Unter beispiellosen Sicherheitsvorkehrungen hatte Putin auf dem Roten Platz die Militärparade abgenommen. In einer Rede forderte er ein weltweites Sicherheitssystem ohne militärische Blöcke. Neben Putin als Oberbefehlshaber der russischen Streitkräfte saß Chinas Staats- und Parteichef Xi Jinping als einer von mehr als 20 Staatsgästen.

Putin nahm in der Rede indirekt Bezug auf die schwerste Krise zwischen Ost und West seit Ende des Kalten Krieges. Versuche, eine "monopolare" Welt zu schaffen, nähmen zu, kritisierte er. Nötig sei ein System, das gleiche Sicherheit für alle Staaten garantiere. "Nur dann werden wir Frieden und Ruhe auf dem Planeten gewährleisten."
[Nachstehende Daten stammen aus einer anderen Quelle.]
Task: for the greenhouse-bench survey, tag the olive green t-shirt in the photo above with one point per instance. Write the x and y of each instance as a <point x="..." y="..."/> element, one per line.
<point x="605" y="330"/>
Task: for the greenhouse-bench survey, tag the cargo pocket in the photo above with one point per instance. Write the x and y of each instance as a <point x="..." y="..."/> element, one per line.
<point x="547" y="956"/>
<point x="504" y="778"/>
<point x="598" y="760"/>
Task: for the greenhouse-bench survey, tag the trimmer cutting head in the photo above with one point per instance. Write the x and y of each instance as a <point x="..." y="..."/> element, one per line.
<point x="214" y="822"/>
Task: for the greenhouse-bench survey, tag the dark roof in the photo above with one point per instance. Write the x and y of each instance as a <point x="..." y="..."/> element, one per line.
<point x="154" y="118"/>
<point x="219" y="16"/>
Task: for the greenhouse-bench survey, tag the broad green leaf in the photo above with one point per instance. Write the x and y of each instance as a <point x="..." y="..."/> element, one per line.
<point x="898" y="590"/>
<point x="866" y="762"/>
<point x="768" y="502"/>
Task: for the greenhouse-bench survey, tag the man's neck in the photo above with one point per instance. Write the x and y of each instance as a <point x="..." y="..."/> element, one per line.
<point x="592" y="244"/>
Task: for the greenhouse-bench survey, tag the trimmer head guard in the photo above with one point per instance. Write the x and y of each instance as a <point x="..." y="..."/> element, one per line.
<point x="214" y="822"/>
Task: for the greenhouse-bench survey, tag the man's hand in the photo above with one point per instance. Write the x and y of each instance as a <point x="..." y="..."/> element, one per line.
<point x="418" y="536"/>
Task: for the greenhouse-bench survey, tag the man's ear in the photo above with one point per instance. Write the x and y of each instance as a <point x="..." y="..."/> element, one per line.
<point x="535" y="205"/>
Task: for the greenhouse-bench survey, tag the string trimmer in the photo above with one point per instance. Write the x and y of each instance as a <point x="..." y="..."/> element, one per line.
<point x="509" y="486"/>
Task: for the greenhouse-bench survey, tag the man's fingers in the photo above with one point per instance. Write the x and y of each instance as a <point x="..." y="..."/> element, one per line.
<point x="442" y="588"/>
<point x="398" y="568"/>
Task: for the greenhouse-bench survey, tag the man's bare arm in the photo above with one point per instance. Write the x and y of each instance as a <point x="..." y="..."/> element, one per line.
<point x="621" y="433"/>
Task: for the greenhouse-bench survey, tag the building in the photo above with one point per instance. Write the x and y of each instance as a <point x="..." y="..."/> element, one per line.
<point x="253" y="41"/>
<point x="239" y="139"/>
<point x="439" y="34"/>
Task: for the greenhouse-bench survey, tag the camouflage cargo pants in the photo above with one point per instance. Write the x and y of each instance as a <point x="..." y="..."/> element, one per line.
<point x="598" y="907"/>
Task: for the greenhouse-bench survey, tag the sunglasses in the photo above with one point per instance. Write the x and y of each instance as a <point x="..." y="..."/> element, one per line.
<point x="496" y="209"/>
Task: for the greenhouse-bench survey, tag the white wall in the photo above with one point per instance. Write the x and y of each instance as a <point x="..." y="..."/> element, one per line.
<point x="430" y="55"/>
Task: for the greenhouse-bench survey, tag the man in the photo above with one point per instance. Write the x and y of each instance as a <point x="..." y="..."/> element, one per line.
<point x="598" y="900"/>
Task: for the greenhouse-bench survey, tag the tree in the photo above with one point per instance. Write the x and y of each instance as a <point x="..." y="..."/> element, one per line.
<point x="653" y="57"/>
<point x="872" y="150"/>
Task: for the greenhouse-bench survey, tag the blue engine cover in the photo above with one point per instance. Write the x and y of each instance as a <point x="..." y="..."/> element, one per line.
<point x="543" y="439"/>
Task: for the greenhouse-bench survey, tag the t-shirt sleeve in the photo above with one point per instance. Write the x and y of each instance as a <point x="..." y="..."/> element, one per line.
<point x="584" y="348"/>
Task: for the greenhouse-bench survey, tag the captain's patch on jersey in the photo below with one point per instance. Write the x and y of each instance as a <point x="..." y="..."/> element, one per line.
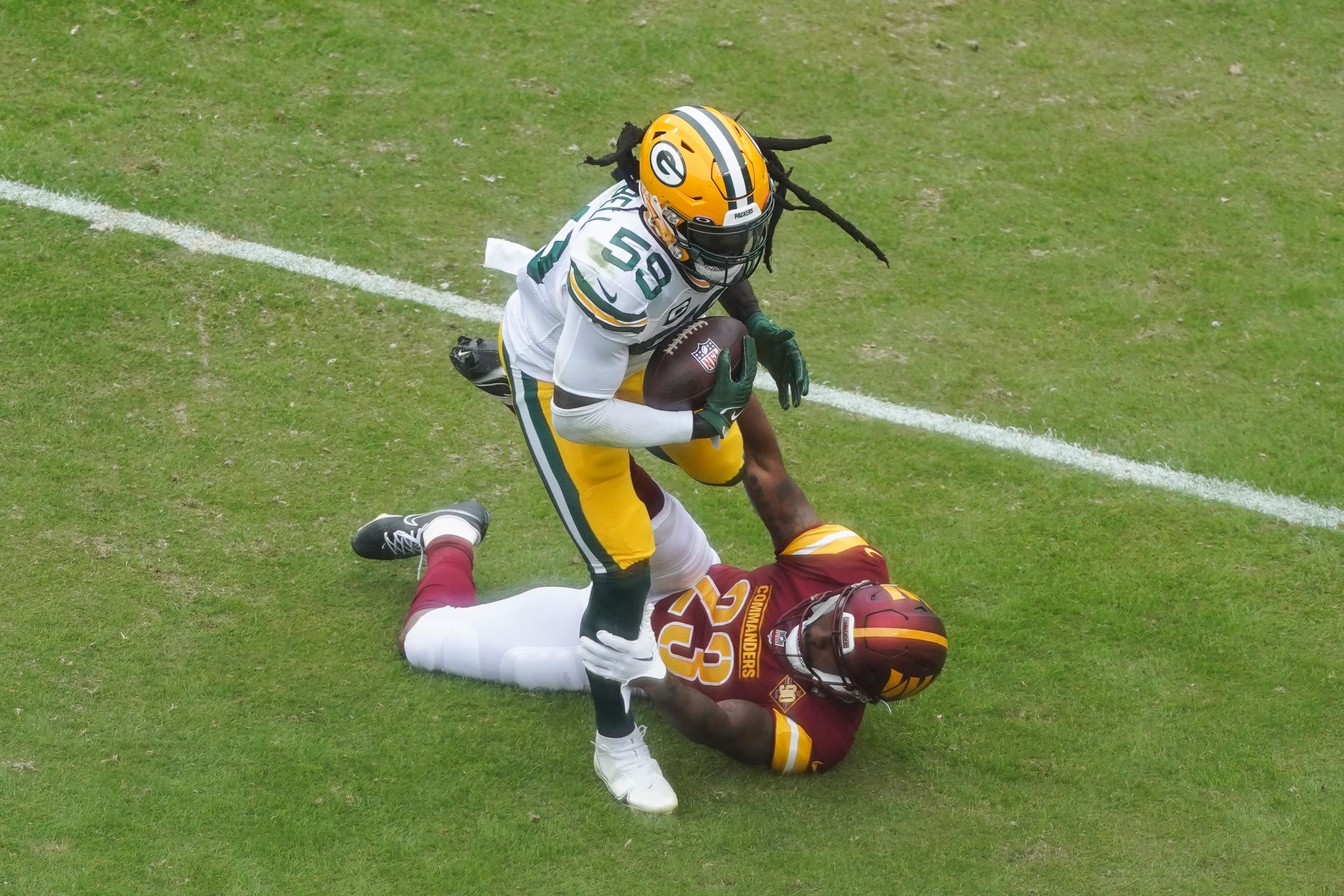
<point x="708" y="354"/>
<point x="787" y="694"/>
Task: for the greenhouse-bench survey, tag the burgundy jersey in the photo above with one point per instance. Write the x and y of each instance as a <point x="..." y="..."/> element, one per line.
<point x="718" y="636"/>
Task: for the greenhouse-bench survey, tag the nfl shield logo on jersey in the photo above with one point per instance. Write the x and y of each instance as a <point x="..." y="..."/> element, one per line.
<point x="708" y="354"/>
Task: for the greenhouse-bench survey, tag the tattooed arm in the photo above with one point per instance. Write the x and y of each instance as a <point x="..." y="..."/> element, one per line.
<point x="777" y="499"/>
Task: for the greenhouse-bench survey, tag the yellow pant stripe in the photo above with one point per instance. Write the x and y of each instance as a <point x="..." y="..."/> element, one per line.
<point x="824" y="539"/>
<point x="792" y="746"/>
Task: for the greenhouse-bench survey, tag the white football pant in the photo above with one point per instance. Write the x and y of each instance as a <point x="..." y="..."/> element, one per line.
<point x="531" y="638"/>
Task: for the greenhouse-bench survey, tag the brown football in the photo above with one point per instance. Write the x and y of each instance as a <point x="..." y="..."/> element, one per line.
<point x="681" y="372"/>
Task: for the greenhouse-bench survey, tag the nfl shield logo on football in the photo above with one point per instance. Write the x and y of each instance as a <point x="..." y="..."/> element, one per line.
<point x="708" y="354"/>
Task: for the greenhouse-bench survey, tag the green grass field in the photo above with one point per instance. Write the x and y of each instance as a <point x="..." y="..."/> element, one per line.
<point x="200" y="686"/>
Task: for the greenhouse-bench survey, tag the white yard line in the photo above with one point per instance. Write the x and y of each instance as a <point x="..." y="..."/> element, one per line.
<point x="1117" y="468"/>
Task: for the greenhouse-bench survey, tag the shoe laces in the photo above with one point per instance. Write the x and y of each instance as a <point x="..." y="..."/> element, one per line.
<point x="636" y="754"/>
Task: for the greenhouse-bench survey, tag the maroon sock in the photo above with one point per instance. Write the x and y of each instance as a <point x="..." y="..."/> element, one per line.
<point x="448" y="575"/>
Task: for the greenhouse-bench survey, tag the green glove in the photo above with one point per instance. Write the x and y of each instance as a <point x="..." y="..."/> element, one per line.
<point x="729" y="397"/>
<point x="783" y="358"/>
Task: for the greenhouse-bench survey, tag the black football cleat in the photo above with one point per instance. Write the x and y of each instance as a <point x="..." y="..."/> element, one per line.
<point x="395" y="538"/>
<point x="479" y="362"/>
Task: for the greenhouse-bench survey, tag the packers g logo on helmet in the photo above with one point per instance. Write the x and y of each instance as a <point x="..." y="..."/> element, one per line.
<point x="667" y="163"/>
<point x="706" y="192"/>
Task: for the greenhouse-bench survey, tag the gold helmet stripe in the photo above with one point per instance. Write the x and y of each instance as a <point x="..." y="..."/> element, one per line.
<point x="733" y="165"/>
<point x="918" y="634"/>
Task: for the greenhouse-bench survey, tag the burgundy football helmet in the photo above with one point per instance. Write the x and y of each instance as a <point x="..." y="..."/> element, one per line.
<point x="885" y="642"/>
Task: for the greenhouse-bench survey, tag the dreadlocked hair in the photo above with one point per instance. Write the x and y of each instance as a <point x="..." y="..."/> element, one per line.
<point x="625" y="160"/>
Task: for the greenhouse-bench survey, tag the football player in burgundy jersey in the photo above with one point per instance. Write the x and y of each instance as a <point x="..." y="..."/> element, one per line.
<point x="771" y="667"/>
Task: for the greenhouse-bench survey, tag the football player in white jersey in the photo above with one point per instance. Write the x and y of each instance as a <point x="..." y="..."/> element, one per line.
<point x="683" y="227"/>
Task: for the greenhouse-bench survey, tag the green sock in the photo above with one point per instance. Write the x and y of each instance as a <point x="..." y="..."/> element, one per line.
<point x="616" y="606"/>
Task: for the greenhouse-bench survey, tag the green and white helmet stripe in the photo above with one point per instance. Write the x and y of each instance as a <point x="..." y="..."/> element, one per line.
<point x="733" y="165"/>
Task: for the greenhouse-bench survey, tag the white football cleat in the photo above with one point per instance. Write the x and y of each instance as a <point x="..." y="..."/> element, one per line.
<point x="632" y="774"/>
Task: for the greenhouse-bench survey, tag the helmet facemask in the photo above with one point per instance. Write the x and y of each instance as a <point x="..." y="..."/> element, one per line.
<point x="837" y="684"/>
<point x="715" y="254"/>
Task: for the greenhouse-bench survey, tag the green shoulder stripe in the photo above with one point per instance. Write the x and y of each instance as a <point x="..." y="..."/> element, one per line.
<point x="601" y="306"/>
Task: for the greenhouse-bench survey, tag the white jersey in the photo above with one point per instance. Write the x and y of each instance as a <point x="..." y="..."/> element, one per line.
<point x="608" y="264"/>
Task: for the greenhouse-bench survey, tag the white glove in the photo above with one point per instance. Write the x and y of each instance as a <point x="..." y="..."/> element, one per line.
<point x="623" y="660"/>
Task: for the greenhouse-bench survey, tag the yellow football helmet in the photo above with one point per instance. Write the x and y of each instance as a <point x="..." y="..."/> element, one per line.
<point x="706" y="192"/>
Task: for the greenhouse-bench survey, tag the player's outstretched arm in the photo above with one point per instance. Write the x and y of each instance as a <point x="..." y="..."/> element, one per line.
<point x="780" y="352"/>
<point x="777" y="499"/>
<point x="735" y="727"/>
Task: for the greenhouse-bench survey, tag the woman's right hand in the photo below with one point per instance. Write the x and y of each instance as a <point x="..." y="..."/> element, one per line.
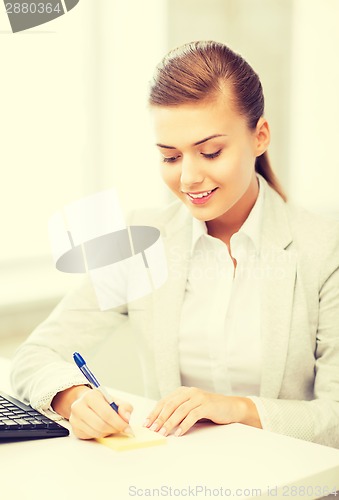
<point x="89" y="413"/>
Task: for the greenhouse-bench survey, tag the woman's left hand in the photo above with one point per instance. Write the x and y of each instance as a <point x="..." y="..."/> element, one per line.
<point x="186" y="405"/>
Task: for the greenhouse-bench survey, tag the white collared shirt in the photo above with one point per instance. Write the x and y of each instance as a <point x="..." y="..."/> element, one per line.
<point x="219" y="338"/>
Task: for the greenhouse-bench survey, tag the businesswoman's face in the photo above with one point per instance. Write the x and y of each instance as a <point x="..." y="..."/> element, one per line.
<point x="208" y="155"/>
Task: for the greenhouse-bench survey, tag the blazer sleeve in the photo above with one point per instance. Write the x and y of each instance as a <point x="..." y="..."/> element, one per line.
<point x="43" y="364"/>
<point x="316" y="420"/>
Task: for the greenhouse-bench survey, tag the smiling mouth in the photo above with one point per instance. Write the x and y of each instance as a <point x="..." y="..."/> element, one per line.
<point x="204" y="194"/>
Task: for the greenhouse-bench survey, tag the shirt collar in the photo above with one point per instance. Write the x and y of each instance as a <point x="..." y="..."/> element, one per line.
<point x="250" y="228"/>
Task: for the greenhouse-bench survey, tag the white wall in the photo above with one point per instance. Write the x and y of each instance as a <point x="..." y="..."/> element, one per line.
<point x="314" y="108"/>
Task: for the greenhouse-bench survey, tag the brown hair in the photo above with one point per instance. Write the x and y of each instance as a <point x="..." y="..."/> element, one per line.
<point x="199" y="71"/>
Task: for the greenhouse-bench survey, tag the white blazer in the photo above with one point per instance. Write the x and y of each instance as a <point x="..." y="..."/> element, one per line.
<point x="299" y="393"/>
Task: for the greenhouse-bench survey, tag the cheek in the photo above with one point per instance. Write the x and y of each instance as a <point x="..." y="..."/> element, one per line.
<point x="170" y="176"/>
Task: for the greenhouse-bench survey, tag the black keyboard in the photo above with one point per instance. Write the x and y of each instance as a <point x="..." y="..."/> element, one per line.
<point x="19" y="421"/>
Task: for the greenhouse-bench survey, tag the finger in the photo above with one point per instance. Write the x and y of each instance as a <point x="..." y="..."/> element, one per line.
<point x="168" y="406"/>
<point x="92" y="410"/>
<point x="125" y="409"/>
<point x="188" y="422"/>
<point x="87" y="425"/>
<point x="179" y="415"/>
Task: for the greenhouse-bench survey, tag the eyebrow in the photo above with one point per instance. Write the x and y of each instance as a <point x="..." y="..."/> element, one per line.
<point x="196" y="143"/>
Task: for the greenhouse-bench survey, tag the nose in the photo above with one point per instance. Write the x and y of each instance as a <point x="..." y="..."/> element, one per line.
<point x="191" y="174"/>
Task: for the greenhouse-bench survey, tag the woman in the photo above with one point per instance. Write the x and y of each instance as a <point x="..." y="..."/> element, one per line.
<point x="246" y="327"/>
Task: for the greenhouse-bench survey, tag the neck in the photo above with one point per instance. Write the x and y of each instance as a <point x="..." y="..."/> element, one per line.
<point x="230" y="222"/>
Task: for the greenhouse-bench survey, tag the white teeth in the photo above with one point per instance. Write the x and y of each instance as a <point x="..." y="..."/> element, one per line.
<point x="200" y="195"/>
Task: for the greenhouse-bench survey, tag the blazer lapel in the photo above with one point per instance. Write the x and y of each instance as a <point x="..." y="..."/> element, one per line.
<point x="279" y="271"/>
<point x="168" y="302"/>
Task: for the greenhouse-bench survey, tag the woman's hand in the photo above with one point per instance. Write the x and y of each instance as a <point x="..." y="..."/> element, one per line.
<point x="89" y="413"/>
<point x="186" y="405"/>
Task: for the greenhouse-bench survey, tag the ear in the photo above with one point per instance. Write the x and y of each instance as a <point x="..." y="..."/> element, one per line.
<point x="262" y="136"/>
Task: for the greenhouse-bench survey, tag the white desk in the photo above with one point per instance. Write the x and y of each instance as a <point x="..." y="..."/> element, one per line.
<point x="231" y="457"/>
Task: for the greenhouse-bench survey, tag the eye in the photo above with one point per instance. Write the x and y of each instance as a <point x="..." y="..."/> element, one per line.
<point x="170" y="159"/>
<point x="211" y="155"/>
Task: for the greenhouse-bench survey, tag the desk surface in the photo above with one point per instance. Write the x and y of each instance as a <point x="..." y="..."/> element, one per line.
<point x="210" y="461"/>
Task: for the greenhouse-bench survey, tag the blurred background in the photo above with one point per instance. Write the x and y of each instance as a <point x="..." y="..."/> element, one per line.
<point x="74" y="121"/>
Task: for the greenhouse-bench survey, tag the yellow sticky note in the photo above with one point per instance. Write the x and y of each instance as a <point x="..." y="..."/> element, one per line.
<point x="143" y="438"/>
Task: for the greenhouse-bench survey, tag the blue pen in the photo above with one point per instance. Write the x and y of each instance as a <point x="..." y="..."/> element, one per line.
<point x="81" y="364"/>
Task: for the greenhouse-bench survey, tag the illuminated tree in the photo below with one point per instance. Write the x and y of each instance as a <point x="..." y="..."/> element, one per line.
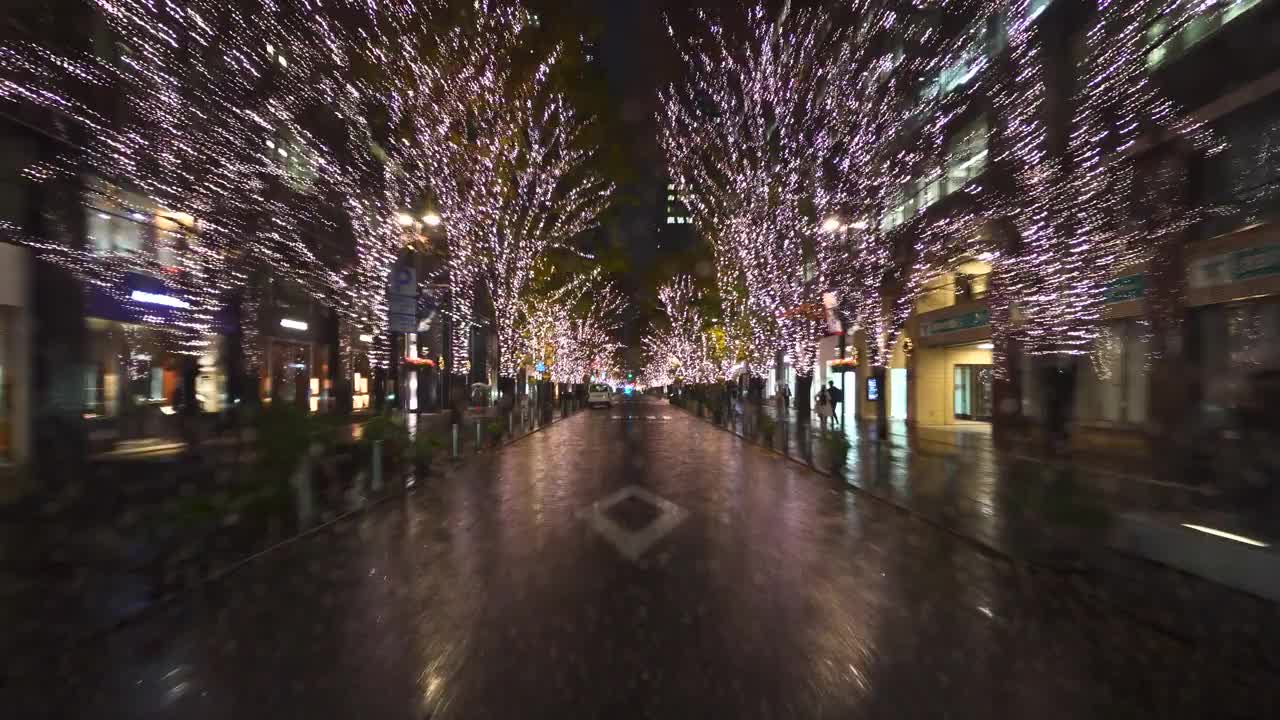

Putin würdigte den "grandiosen Sieg" der Roten Armee über den Nazismus. Er hob auch die Rolle der westlichen Alliierten in der Anti-Hitler-Koalition hervor. Mit mehr als 27 Millionen Toten hatte die UdSSR die größte Opferzahl im Zweiten Weltkrieg. Zahlreiche Staatschefs von Ex-Sowjetrepubliken reisten zur Jubiläumsparade an.

Auf einer Ehrentribüne verfolgten Hunderte Veteranen und unter anderem Friedensnobelpreisträger Michail Gorbatschow bei frühlingshaftem Wetter die gut einstündige Gedenkfeier mit mehr als 16 000 Soldaten sowie rund 200 Fahrzeugen und etwa 140 Flugzeugen.

Nach einer Schweigeminute rollte schweres Kriegsgerät wie die atomar bestückbare Interkontinentalrakete RS-24 Jars am Kreml vorbei. Bomber wie die Tupolew Tu-160, die als größtes Kampfflugzeug der Welt gilt, donnerten über die Zwiebeltürme der Basilius-Kathedrale. Und erstmals präsentierte Russland den "Superpanzer" T-14 Armata. Die rund 50 Tonnen schwere Kampfmaschine wird von der Armee als Inbegriff einer neuen Panzer-Generation angepriesen. Die Parade gilt immer auch als Verkaufsschau der russischen Rüstungsindustrie.

Später zogen Hunderttausende mit Putin an der Spitze und mit Fotos ihrer verwandten Weltkriegsteilnehmer in Händen über den Roten Platz.
Russland feiert das Kriegsende am 9. Mai und damit einen Tag später als der Westen, weil 1945 die deutsche Kapitulation vor den Sowjettruppen erst mit Verspätung unterzeichnet wurde.